A signaling pathway describes how a group of molecules in a cell work together to control one or more cell functions, such as cell division or cell death. After the first molecule in a pathway receives a signal, it activates another molecule. This process is repeated until the last molecule is activated and the cell function is carried out.

Abnormal activation or inhibition of certain signaling pathways can lead to cancer and other conditions including problems with tissue regeneration. The new study, which was conducted on rodent teeth, found that a cell nuclear protein known as Lamin A is a direct target of the Notch pathway.

Lamin A is best known for its mutated form progerin, which causes the fatal early aging disease Progeria syndrome. Buy by uncovering its involvement in periodontal ligament formation, the researchers said, scientists have better insight into how molecules function during tissue regeneration and how the process could be affected during disease.

“The periodontal ligament starts to properly hold the tooth in the jawbone when a tooth breaks out and becomes functional. Understanding the mechanisms of how periodontal ligaments develop and the molecules that assist the tissue becoming mature is really important for our understanding of tissue regeneration and repair,” said Bing Hu, DDS, MD, PhD, corresponding author and associate professor of oral and dental health research at the Peninsula Dental School at the University of Plymouth.

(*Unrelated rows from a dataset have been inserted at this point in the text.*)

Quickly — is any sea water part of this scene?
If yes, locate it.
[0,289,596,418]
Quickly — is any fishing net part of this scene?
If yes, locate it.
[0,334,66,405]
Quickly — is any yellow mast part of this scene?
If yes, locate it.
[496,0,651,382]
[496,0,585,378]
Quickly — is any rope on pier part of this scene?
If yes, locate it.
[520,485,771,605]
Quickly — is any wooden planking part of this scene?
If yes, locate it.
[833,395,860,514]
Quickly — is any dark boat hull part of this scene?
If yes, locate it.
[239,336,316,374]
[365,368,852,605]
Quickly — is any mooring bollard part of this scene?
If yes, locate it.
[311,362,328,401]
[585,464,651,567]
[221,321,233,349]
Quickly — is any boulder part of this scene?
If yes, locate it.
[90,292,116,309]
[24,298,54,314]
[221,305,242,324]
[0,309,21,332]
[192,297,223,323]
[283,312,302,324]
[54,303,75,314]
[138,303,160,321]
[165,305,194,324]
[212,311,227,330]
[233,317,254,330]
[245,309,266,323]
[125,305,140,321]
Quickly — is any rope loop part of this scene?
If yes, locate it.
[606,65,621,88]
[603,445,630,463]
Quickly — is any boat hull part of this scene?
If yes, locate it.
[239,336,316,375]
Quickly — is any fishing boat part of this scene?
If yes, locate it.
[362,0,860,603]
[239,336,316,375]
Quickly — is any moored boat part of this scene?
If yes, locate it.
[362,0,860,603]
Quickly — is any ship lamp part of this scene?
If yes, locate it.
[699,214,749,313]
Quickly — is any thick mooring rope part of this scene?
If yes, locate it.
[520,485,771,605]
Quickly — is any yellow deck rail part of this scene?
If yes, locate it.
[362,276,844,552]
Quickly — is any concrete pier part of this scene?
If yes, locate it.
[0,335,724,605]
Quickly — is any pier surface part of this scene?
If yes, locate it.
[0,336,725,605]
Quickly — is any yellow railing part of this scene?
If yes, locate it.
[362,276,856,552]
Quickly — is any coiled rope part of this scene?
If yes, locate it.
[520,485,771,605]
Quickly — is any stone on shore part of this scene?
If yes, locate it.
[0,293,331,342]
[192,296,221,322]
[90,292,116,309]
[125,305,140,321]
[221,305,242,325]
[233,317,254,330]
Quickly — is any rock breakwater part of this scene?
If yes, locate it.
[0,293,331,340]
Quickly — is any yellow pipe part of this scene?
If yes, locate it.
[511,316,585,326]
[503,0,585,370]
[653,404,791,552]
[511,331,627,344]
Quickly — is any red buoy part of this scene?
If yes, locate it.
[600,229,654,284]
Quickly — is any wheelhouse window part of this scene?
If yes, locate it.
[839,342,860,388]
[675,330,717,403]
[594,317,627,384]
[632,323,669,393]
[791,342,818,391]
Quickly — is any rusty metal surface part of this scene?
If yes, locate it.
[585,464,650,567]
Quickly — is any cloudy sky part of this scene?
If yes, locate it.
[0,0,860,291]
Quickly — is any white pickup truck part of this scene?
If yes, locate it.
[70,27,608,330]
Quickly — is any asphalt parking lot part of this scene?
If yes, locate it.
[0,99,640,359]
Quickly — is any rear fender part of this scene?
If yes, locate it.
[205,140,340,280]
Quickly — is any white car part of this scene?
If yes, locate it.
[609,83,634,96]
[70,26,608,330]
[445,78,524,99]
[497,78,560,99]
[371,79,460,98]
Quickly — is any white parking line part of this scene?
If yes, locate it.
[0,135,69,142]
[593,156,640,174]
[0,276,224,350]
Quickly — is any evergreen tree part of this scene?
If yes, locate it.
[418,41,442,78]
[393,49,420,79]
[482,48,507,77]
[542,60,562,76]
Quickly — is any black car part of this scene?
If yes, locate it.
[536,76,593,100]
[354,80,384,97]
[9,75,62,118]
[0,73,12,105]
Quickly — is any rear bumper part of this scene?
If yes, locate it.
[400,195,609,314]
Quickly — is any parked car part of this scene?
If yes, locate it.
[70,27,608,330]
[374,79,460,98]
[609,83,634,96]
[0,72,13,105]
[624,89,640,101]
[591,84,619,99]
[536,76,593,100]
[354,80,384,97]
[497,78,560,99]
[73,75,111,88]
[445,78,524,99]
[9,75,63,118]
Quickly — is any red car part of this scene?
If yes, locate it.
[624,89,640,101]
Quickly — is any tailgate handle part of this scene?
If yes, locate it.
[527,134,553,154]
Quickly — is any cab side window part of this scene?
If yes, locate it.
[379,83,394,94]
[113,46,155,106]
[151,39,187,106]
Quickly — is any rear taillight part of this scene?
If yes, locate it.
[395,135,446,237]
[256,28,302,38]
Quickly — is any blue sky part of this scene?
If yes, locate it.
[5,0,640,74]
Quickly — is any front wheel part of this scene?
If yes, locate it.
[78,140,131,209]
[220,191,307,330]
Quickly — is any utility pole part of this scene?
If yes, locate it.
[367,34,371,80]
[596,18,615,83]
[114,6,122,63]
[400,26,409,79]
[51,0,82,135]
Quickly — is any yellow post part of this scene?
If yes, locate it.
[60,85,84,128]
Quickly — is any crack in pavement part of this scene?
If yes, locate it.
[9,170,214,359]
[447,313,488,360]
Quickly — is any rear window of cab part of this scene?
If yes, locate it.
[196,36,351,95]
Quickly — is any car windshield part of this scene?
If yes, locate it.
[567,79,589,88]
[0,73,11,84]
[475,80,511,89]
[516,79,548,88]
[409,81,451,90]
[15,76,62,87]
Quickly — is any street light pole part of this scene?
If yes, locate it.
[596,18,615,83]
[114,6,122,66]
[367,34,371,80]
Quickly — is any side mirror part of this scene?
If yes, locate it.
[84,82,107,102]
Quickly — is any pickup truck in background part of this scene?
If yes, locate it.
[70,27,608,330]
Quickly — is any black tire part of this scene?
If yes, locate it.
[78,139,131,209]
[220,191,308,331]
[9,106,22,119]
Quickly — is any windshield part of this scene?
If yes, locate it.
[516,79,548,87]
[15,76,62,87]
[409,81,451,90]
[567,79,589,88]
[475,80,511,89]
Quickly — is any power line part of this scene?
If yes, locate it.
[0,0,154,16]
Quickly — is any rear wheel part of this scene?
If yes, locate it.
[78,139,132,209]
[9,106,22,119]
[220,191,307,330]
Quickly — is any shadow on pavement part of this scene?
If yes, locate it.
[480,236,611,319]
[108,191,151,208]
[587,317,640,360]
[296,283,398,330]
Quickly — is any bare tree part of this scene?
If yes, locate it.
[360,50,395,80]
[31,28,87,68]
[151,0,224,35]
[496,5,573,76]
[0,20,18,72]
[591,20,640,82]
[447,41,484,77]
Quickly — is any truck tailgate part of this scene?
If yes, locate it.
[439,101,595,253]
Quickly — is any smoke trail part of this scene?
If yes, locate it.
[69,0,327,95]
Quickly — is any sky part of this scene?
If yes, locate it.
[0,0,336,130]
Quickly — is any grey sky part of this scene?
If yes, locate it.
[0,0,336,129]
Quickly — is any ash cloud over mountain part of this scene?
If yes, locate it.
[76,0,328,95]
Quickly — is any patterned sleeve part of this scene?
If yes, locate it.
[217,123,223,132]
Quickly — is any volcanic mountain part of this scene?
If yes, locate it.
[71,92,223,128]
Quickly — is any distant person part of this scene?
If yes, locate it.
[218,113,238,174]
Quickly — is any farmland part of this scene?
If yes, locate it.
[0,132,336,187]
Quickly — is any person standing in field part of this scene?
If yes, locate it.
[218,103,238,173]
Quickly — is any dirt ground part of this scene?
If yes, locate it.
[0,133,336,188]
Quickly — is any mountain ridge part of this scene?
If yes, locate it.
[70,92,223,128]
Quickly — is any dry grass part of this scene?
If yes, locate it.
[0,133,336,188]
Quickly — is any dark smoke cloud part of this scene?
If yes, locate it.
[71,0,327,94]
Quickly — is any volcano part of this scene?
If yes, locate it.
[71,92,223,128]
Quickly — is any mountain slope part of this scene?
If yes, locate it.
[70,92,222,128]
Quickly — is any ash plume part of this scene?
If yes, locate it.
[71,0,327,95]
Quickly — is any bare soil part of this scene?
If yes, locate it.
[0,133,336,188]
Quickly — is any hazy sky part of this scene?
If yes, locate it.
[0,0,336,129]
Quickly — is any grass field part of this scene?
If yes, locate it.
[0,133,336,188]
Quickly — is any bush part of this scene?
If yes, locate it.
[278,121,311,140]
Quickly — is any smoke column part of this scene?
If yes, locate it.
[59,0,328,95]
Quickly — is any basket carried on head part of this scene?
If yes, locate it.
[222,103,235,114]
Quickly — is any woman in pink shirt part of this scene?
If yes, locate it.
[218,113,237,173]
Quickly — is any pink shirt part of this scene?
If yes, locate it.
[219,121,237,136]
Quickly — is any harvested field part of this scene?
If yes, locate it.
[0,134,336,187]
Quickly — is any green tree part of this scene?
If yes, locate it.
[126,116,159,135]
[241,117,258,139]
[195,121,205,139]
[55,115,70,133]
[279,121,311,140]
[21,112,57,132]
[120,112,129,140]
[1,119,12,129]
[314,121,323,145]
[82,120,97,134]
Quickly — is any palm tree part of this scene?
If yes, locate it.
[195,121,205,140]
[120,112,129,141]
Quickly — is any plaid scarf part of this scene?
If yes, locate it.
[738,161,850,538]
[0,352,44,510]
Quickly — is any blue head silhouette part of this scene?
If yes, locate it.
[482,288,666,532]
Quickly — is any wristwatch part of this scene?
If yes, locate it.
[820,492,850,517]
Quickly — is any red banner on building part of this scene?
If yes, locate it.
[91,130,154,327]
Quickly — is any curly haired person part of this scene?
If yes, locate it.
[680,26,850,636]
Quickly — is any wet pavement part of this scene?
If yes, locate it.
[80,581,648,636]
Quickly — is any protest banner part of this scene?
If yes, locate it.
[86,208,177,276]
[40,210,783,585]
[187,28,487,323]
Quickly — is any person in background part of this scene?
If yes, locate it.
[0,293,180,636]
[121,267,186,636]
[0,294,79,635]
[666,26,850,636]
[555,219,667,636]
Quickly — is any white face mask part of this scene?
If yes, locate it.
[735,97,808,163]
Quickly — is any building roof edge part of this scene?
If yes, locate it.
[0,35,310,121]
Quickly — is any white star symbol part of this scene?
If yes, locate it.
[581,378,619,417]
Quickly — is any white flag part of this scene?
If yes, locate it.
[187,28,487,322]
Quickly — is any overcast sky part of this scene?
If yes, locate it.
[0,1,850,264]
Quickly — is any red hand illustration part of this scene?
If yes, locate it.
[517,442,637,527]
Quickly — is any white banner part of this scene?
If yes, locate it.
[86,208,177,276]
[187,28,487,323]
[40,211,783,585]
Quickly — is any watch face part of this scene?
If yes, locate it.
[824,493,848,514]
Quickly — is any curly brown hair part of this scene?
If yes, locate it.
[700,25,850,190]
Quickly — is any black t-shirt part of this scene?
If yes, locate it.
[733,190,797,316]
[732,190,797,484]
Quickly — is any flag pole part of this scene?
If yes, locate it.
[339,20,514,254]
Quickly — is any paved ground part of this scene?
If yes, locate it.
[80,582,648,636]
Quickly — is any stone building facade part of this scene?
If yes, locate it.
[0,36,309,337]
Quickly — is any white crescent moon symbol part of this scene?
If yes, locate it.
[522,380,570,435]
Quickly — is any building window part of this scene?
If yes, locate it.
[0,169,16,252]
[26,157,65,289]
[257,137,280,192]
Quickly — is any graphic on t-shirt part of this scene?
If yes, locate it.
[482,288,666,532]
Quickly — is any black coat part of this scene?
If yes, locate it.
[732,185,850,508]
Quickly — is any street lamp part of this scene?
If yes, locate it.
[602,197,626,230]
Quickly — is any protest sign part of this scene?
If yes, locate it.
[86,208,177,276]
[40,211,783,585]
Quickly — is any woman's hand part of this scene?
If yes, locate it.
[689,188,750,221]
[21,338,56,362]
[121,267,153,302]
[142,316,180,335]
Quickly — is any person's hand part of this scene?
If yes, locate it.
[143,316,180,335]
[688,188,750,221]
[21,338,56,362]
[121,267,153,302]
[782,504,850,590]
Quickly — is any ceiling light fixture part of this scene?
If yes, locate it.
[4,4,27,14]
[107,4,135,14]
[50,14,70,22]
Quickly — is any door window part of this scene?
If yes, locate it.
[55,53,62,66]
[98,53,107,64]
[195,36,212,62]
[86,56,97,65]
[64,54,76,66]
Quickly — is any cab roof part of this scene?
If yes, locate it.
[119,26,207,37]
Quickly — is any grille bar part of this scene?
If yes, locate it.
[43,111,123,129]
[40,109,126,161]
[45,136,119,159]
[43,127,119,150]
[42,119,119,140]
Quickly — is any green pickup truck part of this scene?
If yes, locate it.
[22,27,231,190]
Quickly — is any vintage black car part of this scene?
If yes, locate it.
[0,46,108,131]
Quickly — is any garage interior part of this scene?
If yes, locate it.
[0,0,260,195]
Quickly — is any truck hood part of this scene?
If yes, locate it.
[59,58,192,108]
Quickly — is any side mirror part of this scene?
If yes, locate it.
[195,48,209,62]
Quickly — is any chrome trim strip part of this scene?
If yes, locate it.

“The next steps are for us to see if and how the molecules we have identified in this study can be translated into a human-only model and, in turn, how they are affected in both healthy and diseased conditions,” said Hu, who also is part of the University of Plymouth’s Institute of Translational and Stratified Medicine. 

“We believe that our findings are an important stepping stone to better dental treatments in situations involving the periodontal ligament, such as gum disease (periodontitis), tooth restoration by dental implants, or orthodontic tooth movement,” said Balázs Dénes, DDS, of the University of Geneva. 

The study, “Notch Coordinates Periodontal Ligament Maturation Through Regulating Lamin A,” was published by the Journal of Dental Research.